Pakistan has since declared it is in “open war” with Afghanistan, a statement that has raised alarm given its status as a nuclear-armed state.

Taliban defiant as global pressure mounts

The Taliban government in Kabul has condemned the hospital strike as a “crime against humanity.” Spokesperson Zabihullah Mujahid accused Pakistan of violating Afghan airspace and deliberately targeting a civilian medical facility.

International efforts to de-escalate the crisis have so far yielded little progress. China has attempted mediation, urging both sides to agree to an immediate ceasefire.

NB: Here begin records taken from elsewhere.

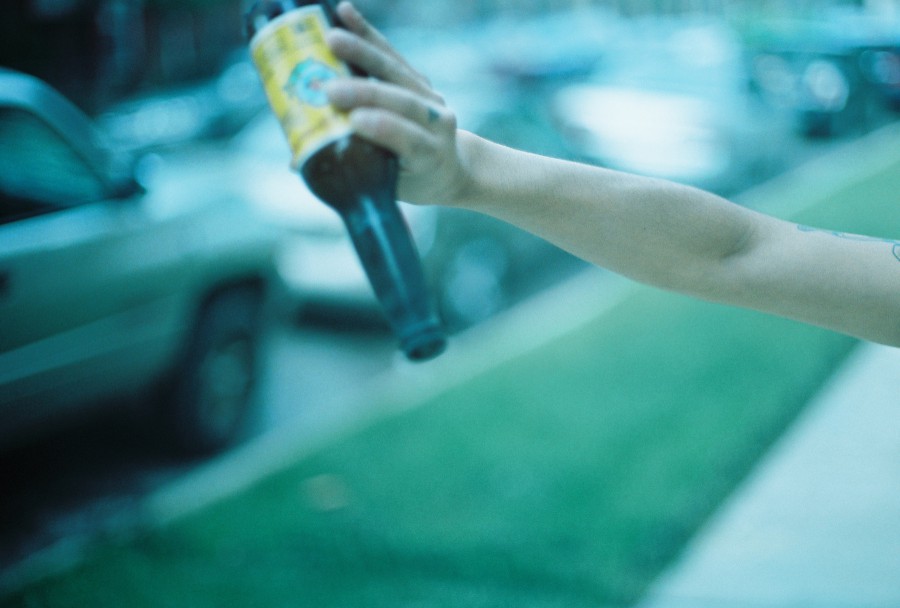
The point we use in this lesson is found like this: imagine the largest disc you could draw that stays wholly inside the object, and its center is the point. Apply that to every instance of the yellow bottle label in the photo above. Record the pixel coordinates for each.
(294, 63)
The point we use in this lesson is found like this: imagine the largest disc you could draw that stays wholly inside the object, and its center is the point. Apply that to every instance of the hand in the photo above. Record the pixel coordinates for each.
(397, 109)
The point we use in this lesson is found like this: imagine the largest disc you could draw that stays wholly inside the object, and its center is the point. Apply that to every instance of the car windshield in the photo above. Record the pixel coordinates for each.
(38, 168)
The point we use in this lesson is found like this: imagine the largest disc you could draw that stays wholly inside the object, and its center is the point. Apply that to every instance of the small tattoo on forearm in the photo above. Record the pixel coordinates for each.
(895, 245)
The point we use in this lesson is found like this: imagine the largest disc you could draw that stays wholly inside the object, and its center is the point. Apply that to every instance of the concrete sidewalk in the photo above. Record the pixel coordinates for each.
(818, 522)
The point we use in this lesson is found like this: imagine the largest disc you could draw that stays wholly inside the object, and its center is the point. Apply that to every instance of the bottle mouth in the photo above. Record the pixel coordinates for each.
(423, 342)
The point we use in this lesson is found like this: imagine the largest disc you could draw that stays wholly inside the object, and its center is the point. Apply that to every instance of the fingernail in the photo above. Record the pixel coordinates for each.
(362, 119)
(339, 92)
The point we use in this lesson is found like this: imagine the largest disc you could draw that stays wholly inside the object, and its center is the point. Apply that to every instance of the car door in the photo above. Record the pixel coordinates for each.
(79, 272)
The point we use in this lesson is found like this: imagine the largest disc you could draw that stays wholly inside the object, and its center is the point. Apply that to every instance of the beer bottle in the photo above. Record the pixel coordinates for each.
(355, 177)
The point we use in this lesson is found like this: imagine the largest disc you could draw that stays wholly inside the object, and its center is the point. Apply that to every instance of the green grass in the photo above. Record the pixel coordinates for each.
(569, 476)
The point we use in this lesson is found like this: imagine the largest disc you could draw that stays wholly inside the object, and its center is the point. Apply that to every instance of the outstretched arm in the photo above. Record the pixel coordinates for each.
(654, 231)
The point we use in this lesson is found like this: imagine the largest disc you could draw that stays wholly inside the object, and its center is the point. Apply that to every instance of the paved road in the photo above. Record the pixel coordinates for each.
(74, 485)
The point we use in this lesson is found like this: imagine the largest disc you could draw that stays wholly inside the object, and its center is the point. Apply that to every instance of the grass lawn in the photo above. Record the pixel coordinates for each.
(569, 476)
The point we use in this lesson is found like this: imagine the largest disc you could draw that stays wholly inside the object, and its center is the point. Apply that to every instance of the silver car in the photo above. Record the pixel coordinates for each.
(112, 288)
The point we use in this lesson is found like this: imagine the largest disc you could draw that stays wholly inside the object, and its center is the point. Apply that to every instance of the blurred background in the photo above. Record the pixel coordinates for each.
(156, 250)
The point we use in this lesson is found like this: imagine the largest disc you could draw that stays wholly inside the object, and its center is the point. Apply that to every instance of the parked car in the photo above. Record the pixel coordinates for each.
(474, 264)
(672, 102)
(835, 75)
(112, 287)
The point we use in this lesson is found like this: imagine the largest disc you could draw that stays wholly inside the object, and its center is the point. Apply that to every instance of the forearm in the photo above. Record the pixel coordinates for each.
(690, 241)
(650, 230)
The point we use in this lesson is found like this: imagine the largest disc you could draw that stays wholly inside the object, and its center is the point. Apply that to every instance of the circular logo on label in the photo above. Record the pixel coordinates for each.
(307, 82)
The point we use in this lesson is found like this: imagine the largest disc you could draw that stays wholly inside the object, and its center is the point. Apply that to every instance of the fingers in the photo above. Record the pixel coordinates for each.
(366, 48)
(348, 94)
(392, 116)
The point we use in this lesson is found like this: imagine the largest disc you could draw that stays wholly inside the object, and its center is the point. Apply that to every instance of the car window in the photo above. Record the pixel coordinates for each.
(39, 170)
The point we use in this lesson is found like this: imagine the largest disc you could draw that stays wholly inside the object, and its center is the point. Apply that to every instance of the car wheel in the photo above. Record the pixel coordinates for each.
(211, 397)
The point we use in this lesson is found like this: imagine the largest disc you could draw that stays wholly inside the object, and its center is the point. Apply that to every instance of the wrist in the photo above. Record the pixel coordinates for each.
(471, 157)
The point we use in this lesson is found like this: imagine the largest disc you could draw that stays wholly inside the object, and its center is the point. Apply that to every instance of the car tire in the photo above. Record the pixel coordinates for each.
(210, 398)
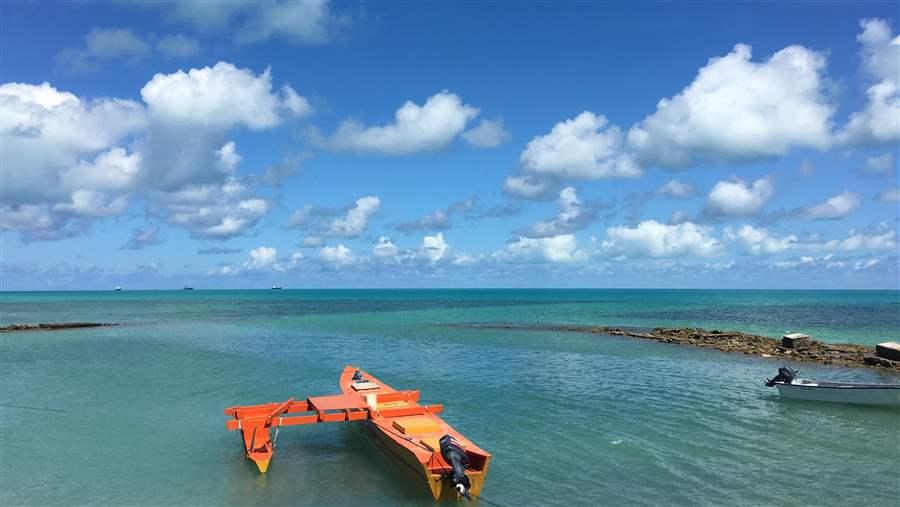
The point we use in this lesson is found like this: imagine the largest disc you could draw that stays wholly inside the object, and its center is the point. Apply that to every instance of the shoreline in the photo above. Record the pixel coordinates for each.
(837, 354)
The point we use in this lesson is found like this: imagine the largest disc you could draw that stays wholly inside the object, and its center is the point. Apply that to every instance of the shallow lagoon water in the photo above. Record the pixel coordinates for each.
(570, 418)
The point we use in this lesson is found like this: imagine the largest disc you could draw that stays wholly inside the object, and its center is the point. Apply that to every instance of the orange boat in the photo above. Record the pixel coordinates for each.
(450, 464)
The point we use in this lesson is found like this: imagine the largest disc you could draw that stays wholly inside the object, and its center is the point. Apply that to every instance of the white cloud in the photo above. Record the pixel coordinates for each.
(572, 215)
(261, 258)
(434, 248)
(556, 249)
(652, 239)
(217, 97)
(676, 189)
(737, 110)
(354, 222)
(488, 134)
(429, 127)
(177, 46)
(385, 248)
(835, 207)
(111, 170)
(879, 165)
(879, 121)
(339, 255)
(753, 241)
(890, 195)
(249, 21)
(580, 148)
(102, 45)
(93, 204)
(142, 239)
(736, 198)
(860, 241)
(807, 168)
(212, 211)
(528, 186)
(228, 158)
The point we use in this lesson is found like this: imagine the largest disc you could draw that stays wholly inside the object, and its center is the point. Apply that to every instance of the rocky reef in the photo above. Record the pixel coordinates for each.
(841, 354)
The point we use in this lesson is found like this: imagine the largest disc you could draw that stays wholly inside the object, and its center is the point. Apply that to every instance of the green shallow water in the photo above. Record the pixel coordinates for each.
(571, 419)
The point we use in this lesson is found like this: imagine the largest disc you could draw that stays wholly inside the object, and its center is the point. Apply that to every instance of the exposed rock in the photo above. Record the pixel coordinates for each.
(842, 354)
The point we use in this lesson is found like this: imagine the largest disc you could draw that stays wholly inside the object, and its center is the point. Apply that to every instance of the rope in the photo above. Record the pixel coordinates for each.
(483, 499)
(23, 407)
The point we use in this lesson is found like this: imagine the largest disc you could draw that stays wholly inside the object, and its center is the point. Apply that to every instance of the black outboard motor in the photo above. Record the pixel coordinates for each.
(453, 453)
(785, 375)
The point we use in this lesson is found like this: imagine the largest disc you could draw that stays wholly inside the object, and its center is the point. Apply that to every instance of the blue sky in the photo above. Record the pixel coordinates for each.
(380, 144)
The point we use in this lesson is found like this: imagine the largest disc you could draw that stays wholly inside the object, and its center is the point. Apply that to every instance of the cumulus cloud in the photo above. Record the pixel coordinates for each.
(177, 46)
(890, 195)
(385, 248)
(807, 168)
(429, 127)
(211, 211)
(753, 241)
(879, 165)
(348, 222)
(47, 135)
(434, 248)
(652, 239)
(219, 97)
(556, 249)
(337, 255)
(102, 45)
(218, 251)
(573, 215)
(585, 147)
(737, 110)
(251, 21)
(529, 186)
(354, 221)
(261, 258)
(439, 219)
(835, 207)
(676, 189)
(488, 134)
(879, 121)
(737, 198)
(855, 240)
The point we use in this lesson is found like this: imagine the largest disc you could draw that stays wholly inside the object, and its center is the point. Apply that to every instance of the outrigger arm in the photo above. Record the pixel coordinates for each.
(255, 421)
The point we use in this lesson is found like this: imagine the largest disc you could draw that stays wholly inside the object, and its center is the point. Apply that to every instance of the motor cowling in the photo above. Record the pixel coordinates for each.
(785, 375)
(454, 454)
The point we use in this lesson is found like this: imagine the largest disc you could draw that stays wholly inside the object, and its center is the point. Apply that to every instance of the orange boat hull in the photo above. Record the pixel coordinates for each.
(408, 431)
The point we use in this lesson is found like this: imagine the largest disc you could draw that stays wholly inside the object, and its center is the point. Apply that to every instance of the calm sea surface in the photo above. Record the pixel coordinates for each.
(570, 419)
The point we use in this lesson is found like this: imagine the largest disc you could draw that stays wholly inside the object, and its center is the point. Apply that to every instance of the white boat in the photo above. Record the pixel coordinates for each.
(839, 392)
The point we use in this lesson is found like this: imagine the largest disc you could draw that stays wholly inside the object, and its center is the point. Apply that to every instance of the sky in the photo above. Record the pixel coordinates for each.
(153, 145)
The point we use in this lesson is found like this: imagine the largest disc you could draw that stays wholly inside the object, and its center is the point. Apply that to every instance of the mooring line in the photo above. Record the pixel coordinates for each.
(32, 408)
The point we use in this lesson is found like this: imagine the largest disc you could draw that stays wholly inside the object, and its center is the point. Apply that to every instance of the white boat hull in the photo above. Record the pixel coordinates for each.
(889, 396)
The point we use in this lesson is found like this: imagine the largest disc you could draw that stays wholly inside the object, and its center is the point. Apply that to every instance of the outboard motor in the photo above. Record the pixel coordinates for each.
(785, 375)
(456, 456)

Meanwhile, the United Nations Security Council passed a resolution condemning terrorism linked to Afghan territory and extended the mandate of the UN Assistance Mission in Afghanistan (UNAMA) for three months.

Despite these moves, hostilities continue unabated.

A conflict with far-reaching consequences

The stakes extend well beyond the two countries. The region’s instability raises concerns about the resurgence of extremist organizations such as al-Qaeda and the Islamic State, which could exploit any security vacuum created by a prolonged conflict.

Pakistan and Afghanistan share a volatile 2,600-kilometre border, with millions of Afghan refugees residing in Pakistan. A sustained escalation risks triggering a broader regional crisis with significant humanitarian and security implications.

For now, rescue teams in Kabul continue to pull bodies from the rubble of what was once a place of recovery—while calls for restraint grow louder, but remain unanswered.